Услышав это, я задрожал и долго не мог успокоиться. У меня тоже была одна тайная страстишка, о которой никто не догадывался. Я забирался в высокий шкаф, стоявший в большой зале Кло-Люсе, где хранились ловушки для пауков. Шкаф этот был установлен как раз напротив фрески Леонардо да Винчи. Это составляло — я был в том убежден — мою тайну. Неужто Господин Кларе все же догадался? Отчего он заговорил со мной именно на эту тему? Знал ли он наверняка или только предполагал? И как мог прознать о том? Мне стало не по себе. Я устыдился мысли, что меня могут застукать, когда я предаюсь своему тайному удовольствию. Я ведь еще и не насладился им сполна. А состояло оно в том, что отказавшись идти со всеми на прогулку, я забирался в этот шкаф и таращил в темноте глаза на единственную женщину с обнаженной грудью, которую мне дано было созерцать. На фреске была изображена еще молодая особа, державшая в правой руке перед левой грудью яблоко — плод искушения. Называлась фреска «Помона». Ее пристальный взгляд, красивый абрис рта, нежность и упругость тела, исходящее от кожи свечение, телесная любовь, которую она, казалось, готова была излить, навсегда потрясли меня. Мало того, у нее была одна из тех двусмысленных улыбок, секретом изображения которых владел Тосканец, — она, казалось, приглашала к осуществлению наяву самых безумных грез подростка, открывающего для себя чувственный мир. Но кое-чего Господин Кларе точно уж не мог знать, — женщина, которую я желал, одарила меня ни с чем не сравнимой привилегией: она представала передо мной совершенно нагой.

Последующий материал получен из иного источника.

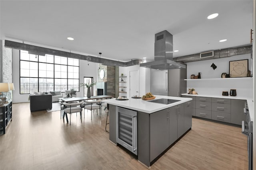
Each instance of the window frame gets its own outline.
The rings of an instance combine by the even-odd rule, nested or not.
[[[20,85],[20,92],[19,92],[19,93],[20,95],[24,95],[24,94],[30,94],[30,93],[32,93],[30,91],[30,89],[29,90],[29,93],[21,93],[21,79],[22,78],[27,78],[28,79],[30,79],[30,78],[35,78],[35,79],[37,79],[37,91],[38,91],[40,90],[40,83],[39,83],[39,80],[40,79],[53,79],[53,89],[54,89],[54,90],[55,90],[55,88],[56,88],[56,85],[55,85],[55,80],[56,79],[65,79],[66,80],[66,89],[67,90],[68,90],[68,89],[71,89],[72,87],[72,86],[70,86],[70,87],[69,87],[68,86],[68,80],[69,79],[71,79],[72,80],[78,80],[78,89],[76,91],[77,92],[79,92],[80,91],[80,60],[79,59],[74,59],[73,58],[70,58],[70,57],[62,57],[62,56],[56,56],[56,57],[65,57],[66,58],[66,64],[59,64],[59,63],[56,63],[55,62],[55,56],[56,55],[50,55],[50,54],[48,54],[49,55],[52,55],[53,57],[53,63],[48,63],[47,62],[47,60],[46,60],[46,62],[42,62],[42,61],[39,61],[39,57],[40,56],[40,55],[35,55],[36,57],[37,57],[37,61],[31,61],[30,60],[30,56],[29,57],[29,59],[28,60],[24,60],[24,59],[21,59],[21,57],[20,57],[20,55],[21,55],[21,53],[22,53],[23,52],[21,51],[27,51],[28,52],[28,55],[30,55],[30,54],[28,53],[28,51],[25,51],[25,50],[19,50],[19,52],[20,52],[20,58],[19,58],[19,60],[20,60],[20,62],[19,62],[19,69],[20,69],[20,75],[19,75],[19,77],[20,77],[20,79],[19,79],[19,81],[20,81],[20,83],[19,83],[19,85]],[[47,54],[46,54],[46,55],[47,55]],[[68,59],[78,59],[78,66],[77,65],[74,65],[74,64],[73,65],[69,65],[69,63],[68,63]],[[28,61],[28,62],[34,62],[34,63],[36,63],[37,64],[37,77],[30,77],[30,75],[29,75],[29,76],[28,77],[25,77],[25,76],[21,76],[21,68],[20,68],[20,66],[21,66],[21,61]],[[73,63],[74,63],[74,62],[73,62]],[[47,64],[53,64],[53,77],[47,77],[47,67],[46,67],[46,77],[39,77],[39,71],[40,70],[39,69],[39,64],[40,63],[44,63],[44,64],[46,64],[47,65]],[[55,78],[55,65],[60,65],[60,66],[61,67],[62,65],[64,65],[66,66],[67,67],[67,69],[66,69],[66,78],[61,78],[61,76],[60,77],[61,78]],[[72,78],[69,78],[68,77],[68,66],[72,66],[72,67],[78,67],[78,78],[77,78],[77,79],[75,79],[74,78],[74,76]],[[30,68],[29,69],[29,70],[30,71]],[[61,72],[61,71],[60,71],[60,72]],[[73,73],[73,75],[74,75],[74,72]],[[74,81],[74,80],[73,80]],[[47,82],[47,81],[46,81]],[[30,87],[30,83],[29,83],[29,87]],[[74,87],[74,86],[73,86]],[[61,87],[62,87],[61,86]],[[45,91],[46,92],[49,92],[49,91]],[[64,92],[65,91],[61,91],[61,92]],[[34,92],[34,91],[33,92]]]

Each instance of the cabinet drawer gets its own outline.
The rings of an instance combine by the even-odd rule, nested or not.
[[[211,97],[196,97],[196,101],[205,101],[207,102],[211,102],[212,98]]]
[[[212,103],[205,101],[196,101],[196,108],[212,110]]]
[[[222,122],[230,123],[230,114],[222,112],[212,112],[212,119]]]
[[[230,113],[231,105],[230,104],[222,104],[217,103],[212,103],[212,110],[220,112]]]
[[[230,104],[231,103],[231,99],[229,99],[212,98],[212,102],[218,103]]]
[[[212,111],[196,109],[196,116],[210,119],[212,118]]]

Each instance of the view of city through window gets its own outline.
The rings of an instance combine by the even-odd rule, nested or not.
[[[79,91],[79,60],[20,50],[20,93]]]

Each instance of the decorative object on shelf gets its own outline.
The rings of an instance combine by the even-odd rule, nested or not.
[[[230,92],[229,95],[231,96],[236,96],[236,90],[235,89],[230,89]]]
[[[6,97],[4,94],[4,92],[8,92],[10,91],[8,83],[0,83],[0,105],[4,105],[6,103]]]
[[[229,73],[230,77],[247,77],[248,59],[229,61]]]
[[[247,77],[251,77],[251,71],[250,70],[248,70],[248,72],[247,73]]]
[[[92,82],[91,84],[90,83],[90,81],[87,83],[80,83],[80,87],[86,86],[86,87],[87,87],[87,93],[86,93],[86,96],[88,98],[91,97],[92,96],[92,93],[91,92],[91,87],[93,86],[94,85],[96,85],[97,83],[96,82]]]
[[[71,89],[70,91],[70,94],[72,93],[72,95],[76,95],[76,91],[74,89]],[[72,95],[71,95],[71,97],[72,97]]]
[[[227,75],[226,73],[222,73],[221,74],[221,78],[226,78],[226,75]]]
[[[212,63],[212,64],[211,65],[211,67],[212,67],[212,69],[214,70],[217,68],[217,66],[214,64],[214,63]]]

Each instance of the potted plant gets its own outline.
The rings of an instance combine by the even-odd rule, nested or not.
[[[90,81],[87,83],[80,83],[80,87],[86,86],[87,87],[87,93],[86,93],[86,96],[88,98],[91,97],[92,94],[91,93],[91,87],[96,85],[97,83],[96,82],[92,82],[91,83],[90,83]]]

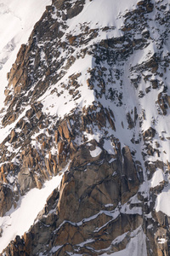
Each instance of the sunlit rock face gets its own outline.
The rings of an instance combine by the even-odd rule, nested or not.
[[[48,4],[7,74],[2,255],[169,255],[168,1]]]

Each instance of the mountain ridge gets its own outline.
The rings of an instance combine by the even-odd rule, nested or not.
[[[120,3],[52,1],[8,74],[2,218],[65,172],[2,255],[169,253],[169,4]]]

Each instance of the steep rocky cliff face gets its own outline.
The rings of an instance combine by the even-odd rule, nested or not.
[[[119,2],[53,0],[8,73],[0,243],[58,182],[1,255],[170,255],[170,4]]]

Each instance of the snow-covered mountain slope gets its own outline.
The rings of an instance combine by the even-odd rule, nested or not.
[[[0,1],[0,108],[3,107],[7,73],[16,59],[22,44],[26,44],[35,23],[41,18],[51,0]]]
[[[46,8],[8,70],[3,255],[169,255],[169,7],[53,0]],[[23,32],[31,27],[27,11],[13,10]],[[11,63],[13,53],[3,54]],[[49,197],[37,218],[40,207],[30,207],[21,234],[17,211],[25,214],[25,198],[39,195],[41,207]]]

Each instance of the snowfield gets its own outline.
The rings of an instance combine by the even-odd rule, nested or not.
[[[26,44],[37,21],[51,0],[0,0],[0,109],[5,99],[7,73],[22,44]]]

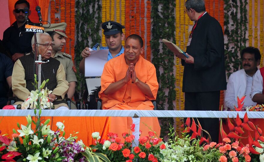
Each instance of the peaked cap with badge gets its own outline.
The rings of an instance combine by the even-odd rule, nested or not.
[[[61,35],[68,38],[65,34],[66,27],[67,24],[63,22],[60,23],[51,24],[50,26],[49,24],[45,24],[42,26],[44,27],[44,31],[55,31]]]
[[[104,30],[104,34],[106,36],[113,35],[122,32],[125,27],[116,22],[109,21],[102,24],[102,28]]]

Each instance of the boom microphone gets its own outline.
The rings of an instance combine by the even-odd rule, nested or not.
[[[42,21],[42,18],[41,16],[41,13],[40,12],[40,7],[38,6],[36,7],[36,10],[38,12],[38,16],[40,22]]]
[[[28,8],[26,7],[24,9],[24,11],[25,12],[25,20],[26,20],[28,19],[28,12],[29,11],[29,9]]]

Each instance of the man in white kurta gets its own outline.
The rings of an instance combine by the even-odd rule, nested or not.
[[[237,107],[237,97],[244,96],[244,106],[255,106],[250,97],[253,78],[260,65],[261,55],[257,48],[249,47],[241,52],[243,69],[232,74],[228,80],[225,96],[225,103],[228,109]]]

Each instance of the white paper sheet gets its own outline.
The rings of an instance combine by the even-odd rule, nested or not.
[[[109,50],[93,50],[89,48],[91,55],[85,58],[84,65],[86,77],[102,75],[104,64],[107,62]]]

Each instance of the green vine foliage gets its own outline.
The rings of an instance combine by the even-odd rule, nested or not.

Когда Господин Кларе вновь заговорил, я сделал глубокий вдох и немного успокоился. Думаю, что только чудом он не заметил, как я смутился, и моя тайна ускользнула от его обостренного чутья и всепроникающего взгляда.

— Венсан Перруджа поступил так единственно из чувства патриотизма, — заявил он своим хриплым голосом.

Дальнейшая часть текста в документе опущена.